Enquanto me aproximava da outra porta, ouvi um grunhido vindo dos fundos. Era óbvio que não teríamos paz aqui. Milo se preparou e me disse:
— Esse barulho é diferente da outra criatura
— Sim…
A besta foi se aproximando e nos deparamos com uma criatura de pelos rosados e juba púrpura. Seu rosto era assustador e seu corpo era ridiculamente alto. Rapidamente, ouvi uma voz vinda da minha mente enquanto meu cristal brilhava pelo meu bolso.
[Ameaça detectada. A ameaça deve ser exterminada assim que possível.]
Puxei minha lâmina enquanto ela avançava. Com um de seus braços, golpeou Milo, que pulou para trás, mas sofreu um corte em sua barriga. O vi segurando gritos de dor enquanto ela avançava em mim. Sequer tive tempo para me compadecer com meu amigo e defendi um golpe lateral com minha espada.
Milo começou a recuperar energias mais rápido que um humano normal e aproveitou que a criatura estava distraída para cortar o seu lado. O fio da lâmina fez um corte quase perfeito. Com ela se irritando com meu amigo, aproveitei a chance e desferi um corte lateral em sua perna, a desequilibrando.

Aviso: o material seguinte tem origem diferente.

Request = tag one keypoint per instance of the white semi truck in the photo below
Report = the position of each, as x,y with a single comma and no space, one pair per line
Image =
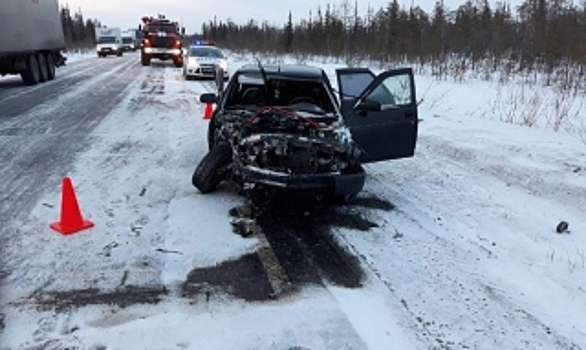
109,41
31,39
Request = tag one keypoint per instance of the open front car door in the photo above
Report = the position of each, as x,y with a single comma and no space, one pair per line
380,111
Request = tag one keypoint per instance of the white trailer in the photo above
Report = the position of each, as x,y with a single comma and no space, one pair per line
31,39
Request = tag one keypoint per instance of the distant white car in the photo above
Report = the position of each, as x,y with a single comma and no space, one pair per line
202,59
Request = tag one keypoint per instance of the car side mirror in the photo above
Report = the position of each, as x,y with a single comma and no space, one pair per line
208,98
368,106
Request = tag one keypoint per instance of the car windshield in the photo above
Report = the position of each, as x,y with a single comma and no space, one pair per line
205,52
167,28
106,40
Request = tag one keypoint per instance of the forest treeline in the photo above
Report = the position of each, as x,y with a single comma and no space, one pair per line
79,33
536,34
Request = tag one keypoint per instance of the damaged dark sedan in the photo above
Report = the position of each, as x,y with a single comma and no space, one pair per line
284,128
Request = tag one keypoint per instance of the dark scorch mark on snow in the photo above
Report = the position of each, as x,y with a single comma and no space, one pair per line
121,297
243,278
300,233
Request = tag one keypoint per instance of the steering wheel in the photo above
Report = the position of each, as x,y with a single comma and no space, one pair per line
302,99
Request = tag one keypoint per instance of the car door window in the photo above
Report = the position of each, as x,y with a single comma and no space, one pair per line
394,91
353,84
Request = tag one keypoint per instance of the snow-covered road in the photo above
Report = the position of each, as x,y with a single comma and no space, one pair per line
454,248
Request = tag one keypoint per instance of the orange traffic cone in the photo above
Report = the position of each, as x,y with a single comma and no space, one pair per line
208,111
71,220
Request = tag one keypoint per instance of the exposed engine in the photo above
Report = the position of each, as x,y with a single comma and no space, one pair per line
289,142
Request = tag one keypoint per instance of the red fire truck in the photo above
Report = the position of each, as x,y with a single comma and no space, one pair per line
162,39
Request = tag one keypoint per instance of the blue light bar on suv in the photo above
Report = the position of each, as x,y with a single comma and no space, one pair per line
204,43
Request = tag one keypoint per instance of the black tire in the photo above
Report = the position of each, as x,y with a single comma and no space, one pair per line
30,76
208,173
43,74
50,66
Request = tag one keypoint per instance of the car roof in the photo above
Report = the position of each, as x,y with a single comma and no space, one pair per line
286,70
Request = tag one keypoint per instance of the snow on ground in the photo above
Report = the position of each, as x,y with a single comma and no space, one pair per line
469,257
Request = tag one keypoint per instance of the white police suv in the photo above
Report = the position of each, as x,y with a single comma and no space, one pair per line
202,59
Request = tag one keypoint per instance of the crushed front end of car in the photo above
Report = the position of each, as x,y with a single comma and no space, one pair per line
276,148
286,149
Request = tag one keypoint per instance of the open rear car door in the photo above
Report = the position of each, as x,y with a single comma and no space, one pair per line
380,111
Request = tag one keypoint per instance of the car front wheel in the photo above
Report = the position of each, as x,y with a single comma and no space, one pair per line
210,171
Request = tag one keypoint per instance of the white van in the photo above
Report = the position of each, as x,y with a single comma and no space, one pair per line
109,41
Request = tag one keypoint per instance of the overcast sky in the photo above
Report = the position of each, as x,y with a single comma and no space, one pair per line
127,13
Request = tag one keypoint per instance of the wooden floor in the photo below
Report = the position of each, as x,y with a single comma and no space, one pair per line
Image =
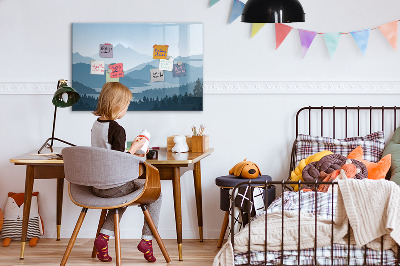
50,252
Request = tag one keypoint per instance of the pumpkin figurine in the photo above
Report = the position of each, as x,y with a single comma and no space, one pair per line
245,169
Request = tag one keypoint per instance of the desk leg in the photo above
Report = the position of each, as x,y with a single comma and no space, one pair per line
27,206
60,190
199,204
176,182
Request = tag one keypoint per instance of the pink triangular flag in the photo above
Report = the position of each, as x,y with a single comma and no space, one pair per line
389,30
281,31
306,39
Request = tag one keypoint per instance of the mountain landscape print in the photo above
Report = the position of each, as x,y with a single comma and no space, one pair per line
98,48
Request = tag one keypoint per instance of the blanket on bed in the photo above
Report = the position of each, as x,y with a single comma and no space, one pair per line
371,206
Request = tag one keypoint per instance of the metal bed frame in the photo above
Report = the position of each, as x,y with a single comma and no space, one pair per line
283,184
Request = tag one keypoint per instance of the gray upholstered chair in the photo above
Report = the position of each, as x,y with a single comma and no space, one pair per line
85,167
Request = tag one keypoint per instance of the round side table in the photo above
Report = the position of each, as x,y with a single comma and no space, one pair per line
226,183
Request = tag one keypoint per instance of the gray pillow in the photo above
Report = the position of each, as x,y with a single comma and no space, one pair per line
393,148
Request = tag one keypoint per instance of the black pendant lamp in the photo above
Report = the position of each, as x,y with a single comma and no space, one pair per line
273,11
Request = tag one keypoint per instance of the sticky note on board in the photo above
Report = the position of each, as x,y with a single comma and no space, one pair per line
109,79
179,70
166,64
160,51
97,67
156,75
117,70
106,50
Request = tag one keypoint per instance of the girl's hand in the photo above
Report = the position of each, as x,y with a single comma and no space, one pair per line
143,155
137,144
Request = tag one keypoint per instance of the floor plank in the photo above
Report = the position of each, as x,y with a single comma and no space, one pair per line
50,252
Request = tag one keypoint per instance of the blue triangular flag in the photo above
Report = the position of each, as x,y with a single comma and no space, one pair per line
213,2
237,9
361,38
332,41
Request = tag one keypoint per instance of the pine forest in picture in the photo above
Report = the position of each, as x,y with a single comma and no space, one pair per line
161,63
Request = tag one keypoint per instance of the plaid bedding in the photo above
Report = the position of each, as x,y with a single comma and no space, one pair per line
306,202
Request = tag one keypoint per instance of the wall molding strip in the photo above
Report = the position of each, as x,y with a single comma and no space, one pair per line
246,87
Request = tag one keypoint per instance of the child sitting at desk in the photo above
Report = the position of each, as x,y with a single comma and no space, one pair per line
106,133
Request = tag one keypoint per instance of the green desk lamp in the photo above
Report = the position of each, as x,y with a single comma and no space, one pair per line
64,97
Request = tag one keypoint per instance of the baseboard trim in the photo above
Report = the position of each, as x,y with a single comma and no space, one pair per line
136,234
244,87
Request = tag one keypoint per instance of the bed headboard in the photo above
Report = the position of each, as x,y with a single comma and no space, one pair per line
344,121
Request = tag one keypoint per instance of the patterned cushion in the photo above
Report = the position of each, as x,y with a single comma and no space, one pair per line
372,144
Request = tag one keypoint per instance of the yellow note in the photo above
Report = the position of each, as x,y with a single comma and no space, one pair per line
160,51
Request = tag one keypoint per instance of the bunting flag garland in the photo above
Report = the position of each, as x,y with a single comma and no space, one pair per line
281,31
361,38
237,9
332,41
213,2
306,39
256,27
389,30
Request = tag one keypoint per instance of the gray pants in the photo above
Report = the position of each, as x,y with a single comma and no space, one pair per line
154,208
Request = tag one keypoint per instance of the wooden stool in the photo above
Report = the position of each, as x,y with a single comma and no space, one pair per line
226,183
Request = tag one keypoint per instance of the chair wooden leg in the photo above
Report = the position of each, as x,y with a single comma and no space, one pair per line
73,237
117,238
223,229
154,230
101,222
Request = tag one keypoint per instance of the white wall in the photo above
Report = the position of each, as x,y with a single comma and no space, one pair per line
36,47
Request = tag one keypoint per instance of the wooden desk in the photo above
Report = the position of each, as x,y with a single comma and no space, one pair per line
171,167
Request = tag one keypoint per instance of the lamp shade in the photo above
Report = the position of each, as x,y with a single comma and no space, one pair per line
273,11
65,96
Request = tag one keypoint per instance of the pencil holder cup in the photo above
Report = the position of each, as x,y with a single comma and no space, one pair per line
200,143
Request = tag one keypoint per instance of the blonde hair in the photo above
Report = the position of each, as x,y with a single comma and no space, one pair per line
113,97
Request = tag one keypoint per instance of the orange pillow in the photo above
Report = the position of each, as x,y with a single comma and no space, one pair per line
375,170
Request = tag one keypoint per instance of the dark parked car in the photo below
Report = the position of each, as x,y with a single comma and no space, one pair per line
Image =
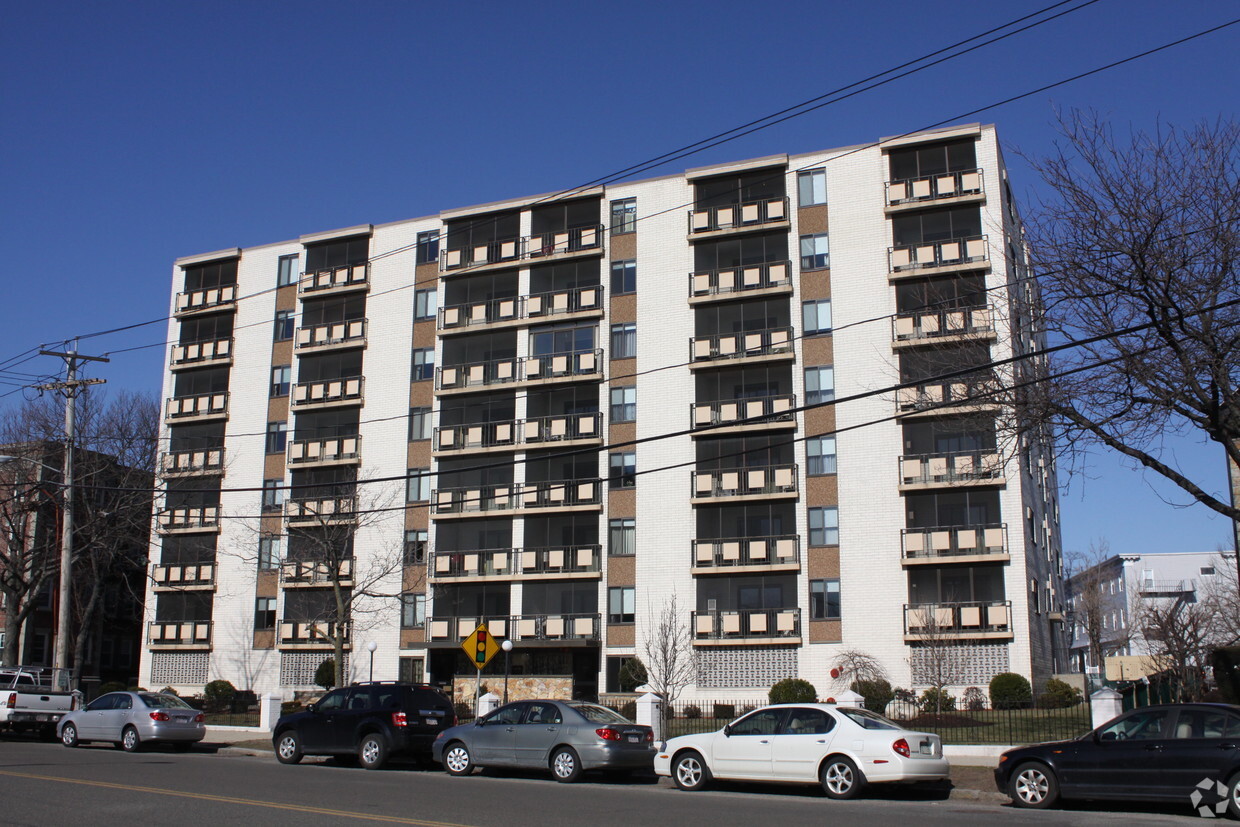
1161,753
371,720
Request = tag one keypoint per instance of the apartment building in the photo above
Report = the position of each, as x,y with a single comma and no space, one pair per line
761,388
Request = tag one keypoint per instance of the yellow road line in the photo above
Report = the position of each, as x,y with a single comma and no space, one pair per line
251,802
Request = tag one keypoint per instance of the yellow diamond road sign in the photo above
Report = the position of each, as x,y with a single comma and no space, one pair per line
480,646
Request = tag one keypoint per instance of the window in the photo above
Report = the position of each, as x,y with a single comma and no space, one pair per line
624,216
624,340
820,384
418,486
288,270
815,253
823,599
821,454
825,526
424,304
624,404
428,247
283,325
264,614
816,316
282,376
624,468
624,277
811,186
277,437
423,363
413,610
419,424
621,537
620,604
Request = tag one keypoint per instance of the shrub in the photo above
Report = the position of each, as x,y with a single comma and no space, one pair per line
878,693
794,691
1011,691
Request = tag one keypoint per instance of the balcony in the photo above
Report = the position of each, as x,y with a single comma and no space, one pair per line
210,300
943,326
558,432
740,282
321,453
738,217
340,279
205,463
955,544
986,620
316,574
203,407
952,470
518,310
185,634
939,257
523,497
526,371
187,520
208,353
774,344
192,577
335,393
331,337
740,554
747,627
743,415
964,186
740,484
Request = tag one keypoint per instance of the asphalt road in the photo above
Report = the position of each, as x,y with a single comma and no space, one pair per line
46,784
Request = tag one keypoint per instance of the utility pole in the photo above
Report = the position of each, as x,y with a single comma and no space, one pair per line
70,388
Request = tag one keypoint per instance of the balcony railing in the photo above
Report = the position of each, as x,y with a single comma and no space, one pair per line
335,450
203,463
745,552
210,299
952,253
952,542
339,279
217,351
757,625
721,347
930,620
738,216
532,496
774,482
196,408
329,394
952,469
934,187
181,634
334,336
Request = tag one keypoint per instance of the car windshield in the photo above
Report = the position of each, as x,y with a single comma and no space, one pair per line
599,714
867,719
164,702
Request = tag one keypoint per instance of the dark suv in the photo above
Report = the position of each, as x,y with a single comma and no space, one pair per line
371,720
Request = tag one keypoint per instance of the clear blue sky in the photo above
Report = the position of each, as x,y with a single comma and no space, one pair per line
139,132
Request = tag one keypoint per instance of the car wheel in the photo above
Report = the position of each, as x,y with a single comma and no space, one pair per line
690,773
372,751
1033,785
288,749
841,779
458,760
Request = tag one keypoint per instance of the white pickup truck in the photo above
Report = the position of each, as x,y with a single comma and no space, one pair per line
31,701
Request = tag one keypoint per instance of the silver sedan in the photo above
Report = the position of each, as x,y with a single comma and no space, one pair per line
130,719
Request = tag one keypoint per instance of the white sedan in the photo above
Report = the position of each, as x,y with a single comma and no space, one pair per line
843,748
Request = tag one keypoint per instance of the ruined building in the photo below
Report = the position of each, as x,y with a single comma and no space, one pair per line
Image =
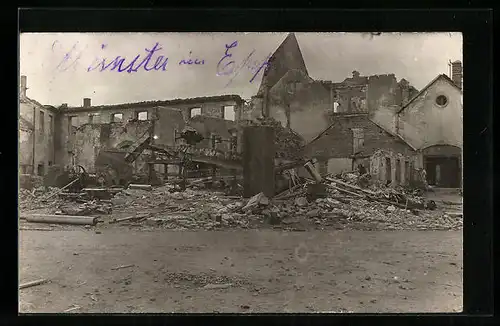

Milo não perdeu a oportunidade. Aproveitou a chance e realizou um corte nas costas da criatura, seguido de outro, seguido de outro, de outro… Sequer tive algum trabalho nessa luta. Milo havia dilacerado a criatura sem piedade. Ela caía morta na minha frente enquanto jorrava sangue por todos os lados. De repente, ouvi novamente minha própria voz.
[Ameaça exterminada. Bom trabalho.]
Resolvemos esquartejar a fera, mas deixei a diversão para Milo. Rapidamente, buscou pelo cadáver o núcleo até encontrá-lo. Apenas sinalizei para ele ir em frente, afinal, ele merecia. O vi apertando a pedra brilhante e os mesmos efeitos se repetiram. Contudo, dessa vez, vi algo no buraco aperto por Milo na criatura. Com um pouco de ojeriza, coloquei a mão e puxei. Era uma chave prateada.
Nós dois nos olhamos e comentei:
— Quais as chances…?
— Não sei, mas testa!
Me levantei e me aproximei da primeira porta que tentei abrir. Cuidadosamente, limpei a chave ensanguentada e a coloquei na fechadura. Ela entrou e a girei, abrindo a porta e novamente, minha voz ecoou.
[Um quarto secreto foi encontrado. Recompensas à altura serão dadas.]
Me virei para Milo e perguntei:
— Ouviu algo…?
— Parece que eu mesmo disse algo…
— É um quarto secreto…!
— E com “recompensas à altura”!
— Isso vai ser bom, Milo!
— Com certeza, Paul!
Fomos adentrar enquanto ouvíamos alguns grunhidos lá dentro. Independente do que fossem os sons na escuridão, nós poderíamos tirar uma sorte grande lá dentro. Tudo dependia de nos livrarmos do que quer que seja. Olhei para Milo com um sorriso e entramos na sala.